Losing Your Soul Over the Super Bowl?

Matthew Vos is not interested in the Super Bowl because of his love for all things manly and athletic. Instead, his interest is piqued by observing our society’s behavior surrounding these major sporting events – especially when such an event falls on the Lord’s day.

Vos is a denominational sociologist. He watches the Super Bowl to watch the fans rather than the games. He observes the people on the sidelines, the advertisements on the television, and the subliminal messaging that permeates the entire event to compile his trained view on the state of our culture. He is particularly interested when the societal areas of sport and religion collide in an event like the Super Bowl. In a blog post published this past Friday (which I cannot recommend to your reading due to some of the language he uses), Vos voices his concerns with the Super Bowl.

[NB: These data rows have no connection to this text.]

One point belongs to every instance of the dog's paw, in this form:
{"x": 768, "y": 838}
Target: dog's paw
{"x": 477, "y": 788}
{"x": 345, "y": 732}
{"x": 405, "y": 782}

Don’t get me wrong, there is nothing inherently sinful about a football game. However, our culture has a way of taking good, wholesome activities and turning them sour. Exhibit A: game time. How many church assemblies will be extra low tonight because some folks decided to stay home and watch? Perhaps football enthusiasts will DVR the game to watch later. Even still, these people will run into some struggles in their own time – especially if they are men. That brings us to exhibit B.

As a sociologist, Vos’s main concern regarding the Super Bowl is the way it portrays women. Vos contemplates any social situation with these thoughts regarding women:

  1. Where are the women in this situation?
  2. If they are not present, why?
  3. If they are present, what exactly are they doing?
  4. How do they experience the situation?
  5. What do they contribute to it?
  6. What does it mean to them?

Take a second or two to consider those questions for yourself. Vos says that the way we consume events such as the Super Bowl illustrates what we really think about any subject – in this case, women. Consider the ads upon which so much attention (and money) is focused during the Super Bowl. Are they not filled with sensuality?

Jesus said, “Whoever looks at a woman to lust for her has already committed adultery with her in his heart” (Matt. 5:28). Add to that the words of the Psalmist: “I will set nothing wicked before my eyes” (Psa. 101:3). Finally, it comes down to this: “But you, O man of God, flee these things and pursue righteousness, godliness, faith, love, patience, gentleness” (1 Tim. 6:11). “Flee also youthful lusts; but pursue righteousness, faith, love, peace with those who call on the Lord out of a pure heart” (2 Tim. 2:22). “Therefore submit to God. Resist the devil and he will flee from you” (James 4:7). “For you were bought at a price; therefore glorify God in your body and in your spirit which are God’s” (1 Cor. 6:20).

It seems as though it would take a lot to be able to look past all of this if one were actually interested in the football game itself. Perhaps with the right kind of technology that could censor the bad stuff, it would be possible to enjoy the game. The real question, in my judgment, is this: Are you willing to take whatever steps are necessary to maintain your relationship with God?

Perhaps we would do well to stop passively living our lives so that we could simply observe the culture in which we live – and, unfortunately, the culture to which we sometimes contribute.